Updated at 11 a.m. ET on Sunday, Aug. 3, 2025

The National Hurricane Center is drawing two areas in the Atlantic where systems could develop. The one off the Carolina coast has a decent chance of being named Dexter over the next day or two. In the middle of the Atlantic, an African disturbance has a chance to develop later this week somewhere in that giant lemon.

Potential Dexter

This graphic shows the development chances of Invest 95L and an area to watch in the Atlantic Ocean.

This graphic shows the development chances of Invest 95L and an area to watch in the Atlantic Ocean.

(FOX Weather)

Once again, a front has stalled along the Gulf Coast extending into the Atlantic off the Southeast coast. This has been a repeating pattern this year. As often happens, an area of low pressure developed along the front. By definition, this is a non-tropical low because it is attached to a frontal system.

As the low-pressure system tracks over the warm Atlantic water, however, it has a medium chance of becoming an independent entity, at which point it would be designated a depression. If winds within the circulation are estimated to be 40 mph, it will be named Dexter.

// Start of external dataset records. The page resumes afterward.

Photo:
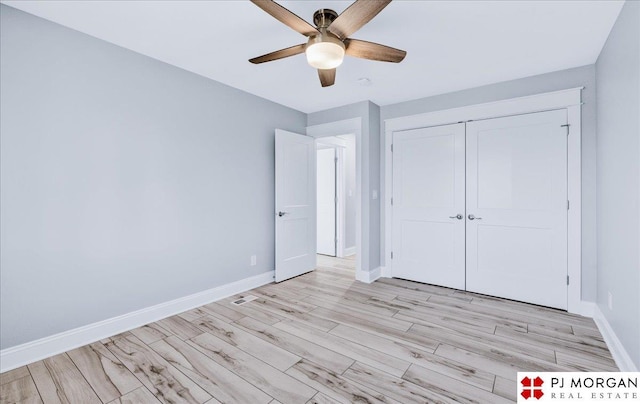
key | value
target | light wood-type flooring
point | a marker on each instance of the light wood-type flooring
(323, 338)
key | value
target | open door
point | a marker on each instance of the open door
(295, 204)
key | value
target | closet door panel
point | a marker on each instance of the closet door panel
(428, 194)
(517, 208)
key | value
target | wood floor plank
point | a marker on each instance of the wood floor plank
(451, 388)
(495, 311)
(545, 313)
(245, 310)
(278, 385)
(396, 388)
(482, 342)
(483, 321)
(588, 342)
(195, 314)
(334, 385)
(180, 327)
(150, 333)
(505, 388)
(329, 302)
(581, 363)
(217, 380)
(293, 314)
(108, 377)
(417, 287)
(351, 316)
(20, 390)
(427, 359)
(282, 297)
(355, 351)
(446, 320)
(322, 399)
(301, 347)
(59, 381)
(138, 396)
(155, 373)
(501, 363)
(580, 350)
(223, 311)
(15, 374)
(249, 343)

Sometimes systems like this separate from the front but maintain some of their non-tropical characteristics. That’s when we get so-called subtropical depressions and storms. That’s possible in this case.

The system’s window of opportunity to develop is short. By Tuesday, the upper-level winds are forecast to become hostile, and that should be that. Whatever happens, there is no threat to land.

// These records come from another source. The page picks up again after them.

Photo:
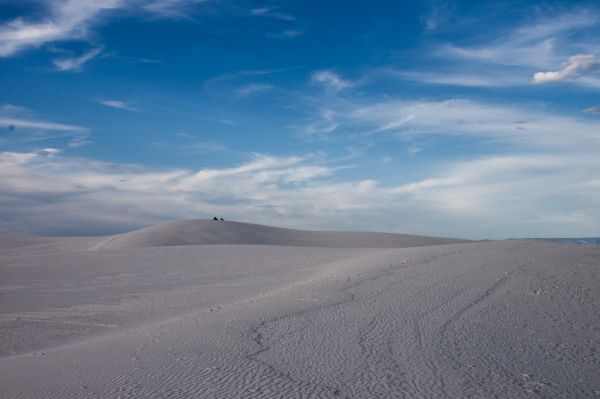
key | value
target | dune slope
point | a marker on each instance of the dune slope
(204, 232)
(515, 319)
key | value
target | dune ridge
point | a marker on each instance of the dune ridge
(209, 232)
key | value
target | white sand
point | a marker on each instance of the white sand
(142, 315)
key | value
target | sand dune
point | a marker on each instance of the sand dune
(145, 315)
(204, 232)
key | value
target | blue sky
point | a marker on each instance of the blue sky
(435, 117)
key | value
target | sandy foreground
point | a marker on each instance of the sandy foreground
(208, 309)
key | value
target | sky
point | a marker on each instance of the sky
(450, 118)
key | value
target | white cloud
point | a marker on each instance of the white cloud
(524, 195)
(331, 80)
(73, 64)
(15, 123)
(577, 65)
(593, 110)
(253, 88)
(271, 12)
(73, 20)
(463, 78)
(531, 126)
(63, 20)
(117, 104)
(511, 55)
(25, 126)
(537, 43)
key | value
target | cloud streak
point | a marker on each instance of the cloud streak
(74, 64)
(117, 104)
(74, 19)
(530, 194)
(576, 66)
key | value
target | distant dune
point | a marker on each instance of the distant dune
(205, 232)
(189, 310)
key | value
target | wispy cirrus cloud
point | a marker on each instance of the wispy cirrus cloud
(117, 104)
(271, 12)
(63, 20)
(74, 64)
(531, 194)
(509, 56)
(529, 126)
(24, 126)
(593, 110)
(331, 80)
(575, 67)
(253, 88)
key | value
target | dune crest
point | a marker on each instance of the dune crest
(207, 232)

The old front is forecast to hang around well into next week with areas of low pressure, so-called frontal waves, riding along it. These waves will continue to produce periods of heavy rain along the Southeast coast, across the northern Florida Peninsula, and along the northern Gulf Coast.

In the Atlantic

This satellite image shows an area to watch in the tropical Atlantic basin.

This satellite image shows an area to watch in the tropical Atlantic basin.

(NOAA)

A robust tropical disturbance will move off Africa later today or tomorrow. Forecasts show the system ducking under the large plume of Saharan dust and slowly striking out across the tropical Atlantic. By around Thursday, computer model forecasts show the system’s track beginning to bend to the north as a gap opens in the blocking high-pressure system spread across the Atlantic.

How sharp the turn is, how well the system fights off the dust and dry air, and how it interacts with the evolving steering pattern is an open question. At this point, however, whether it’s a gradual turn or a sharp turn, the strong consensus of the computer forecasts is that the system will turn north before affecting land.

Having said that, this rule is important to remember: All forecasts for just-developing or disorganized systems are prone to large errors and subject to change. And this system hasn’t even moved off Africa yet. At this point, it’s important not to focus on any one prediction.

Many of the computer forecasts indicate that this disturbance will eventually become a tropical storm or hurricane. We’ll see. It will be moving slowly, so we’ll have a long time to watch it.

The most important role of this storm might be to moisten the tropical belt for disturbances coming after it.

This image provides an overview of the tropical Pacific basin.

This image provides an overview of the tropical Pacific Basin.

(FOX Weather)

We are still anticipating that the overall weather pattern will become more conducive to tropical development around the middle of August. The Eastern Pacific continues to be very active, although none of the systems appear to be a significant threat to land. The bubble of supportive atmosphere there is forecast to slowly migrate toward the Atlantic. We’ll see.

Looking at the average from 1991 to 2020, the first hurricane doesn’t arrive until Aug. 11. If this African disturbance eventually becomes a hurricane, we will be close to right on schedule for an average season.